Goli Soda Rising is a 2024 Indian Tamil-language action drama television series created by Vijay Milton and B. Jeyamohan. The series is a sequel and prequel to Milton's Goli Soda (2014) and Goli Soda 2 (2018) respectively. Kishore DS, Murugesh, Pandi, and Seetha reprised their roles from the first film. Other cast members include Udayaraj, Swetha, Cheran, Shaam, Pugazh, Sujatha Sivakumar, Abhirami Gopikumar, Remya Nambeesan, Ammu Abhirami, Madhusudhan Rao, John Vijay, Imman Annachi, and Bharath Seeni. Milton directed the first six episodes of the first season and the remaining four episodes were directed by Pon Kumaran. It premiered in Disney+ Hotstar on 13 September 2024.

== Episodes ==

| Series | Episodes |  | Originally released |  |
| First released | Last released |
| 1 | 10 |  | 13 September 2024 | 1 September 2024 |

| Season | Episode | Title | Directed by | Written by | Original release date |
| 1 | 1 | "The Identity" | Vijay Milton | B. Jeyamohan Vijay Milton | 13 September 2024 |
The Aachi Mess boys are all grown up and running their restaurant successfully in Koyambedu Market.
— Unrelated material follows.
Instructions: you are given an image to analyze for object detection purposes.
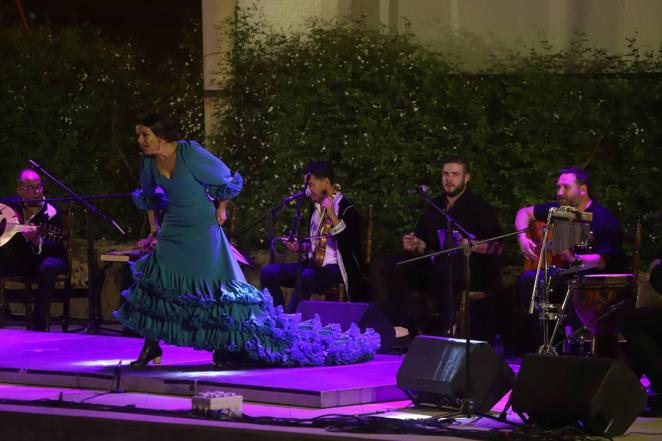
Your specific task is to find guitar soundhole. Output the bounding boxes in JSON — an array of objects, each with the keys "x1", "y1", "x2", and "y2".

Thillai is released from jail and comes across the four boys.
| 1 | 2 | "The Unknown" | Vijay Milton | B. Jeyamohan Vijay Milton | 13 September 2024 |
Desperate for girlfriends, Kuttymani and Settu try to talk to a pretty girl using a unique method, which ends in a disaster. Meanwhile, Urundai is on the hunt for a mysterious bag.
| 1 | 3 | "The Recognition" | Vijay Milton | B. Jeyamohan Vijay Milton | 13 September 2024 |
Urundai meets Ravi to talk about the mysterious bag. Inspired by a little tea seller, the boys launch a mobile restaurant in the new market. Ravi finds Thillai, shocking Maran.
| 1 | 4 | "The Reunion" | Vijay Milton | B. Jeyamohan Vijay Milton | 20 September 2024 |
Ravi entrusts Thillai with a new business, leading to a surprising reunion with his old love. Mayil gets released from jail and visits the boys.
| 1 | 5 | "The Conflict" | Vijay Milton | B. Jeyamohan Vijay Milton | 27 September 2024 |
The boys await Mayil's return with the key to Aachi Mess. A murder rocks Thillai's water factory. Conflict erupts when Urundai hides his man from cops in the mobile restaurant
| 1 | 6 | "The Confrontation" | Vijay Milton | B. Jeyamohan Vijay Milton | 4 October 2024 |
Mayil finally knows the truth behind his arrest. Bhargavi advises Ravi on how to recover Benz's bag. Urundai's father finds the Aachi Mess receipt in Benz's belongings.
| 1 | 7 | "The Twist" | Pon Kumaran | B. Jeyamohan Vijay Milton | 11 October 2024 |
Twelve years ago, encounter specialist Samidurai was assigned to kill Ravi. Janaki learns that Maran knows Thillai. What happens when Aachi's boys refuse to give the bag to Benz?
| 1 | 8 | "The Rescue" | Pon Kumaran | B. Jeyamohan Vijay Milton | 18 October 2024 |
The Aachi Mess boys fight to get back their van. The fight for the bag grows intense as Pilot also gets kidnapped.
| 1 | 9 | "The Revelation" | Pon Kumaran | B. Jeyamohan Vijay Milton | 25 October 2024 |
Naidu finds shocking evidence in the bag. Mayil meets Ravi with a hidden agenda. Thillai visits Janaki to reveal what happened to her father.
| 1 | 10 | "The Betrayal" | Pon Kumaran | B. Jeyamohan Vijay Milton | 1 November 2024 |
Fuming over Naidu's murder, the Aachi Mess boys and girls decide to kidnap Ravi. Meanwhile, Janaki gets crucial evidence about her father's death from an unlikely source.

== Production ==
=== Development ===
The web series was announced by Disney+ Hotstar in early 2024 and is the first Tamil series set as a sequel a feature film. The series was created by Vijay Milton and B. Jeyamohan, and produced by Ramesh Krishnamoorthy with music from Simon K. King. Milton also directed the first six episodes of the first season and the remaining four episodes were directed by Pon Kumaran. Milton announced that "Goli Soda Rising will serve as the sequel to Goli Soda 1 and a prequel to the second part".

=== Casting ===
Kishore, Murugesh, Pandi, and Seetha reprised their roles from the first film Goli Soda. Other cast members include Udayaraj, Cheran, Shaam, Pugazh, Sujatha Sivakumar, Abhirami Gopikumar, Remya Nambeesan, Ammu Abhirami, Madhusudhan Rao, John Vijay, Imman Annachi, and Bharath Seeni.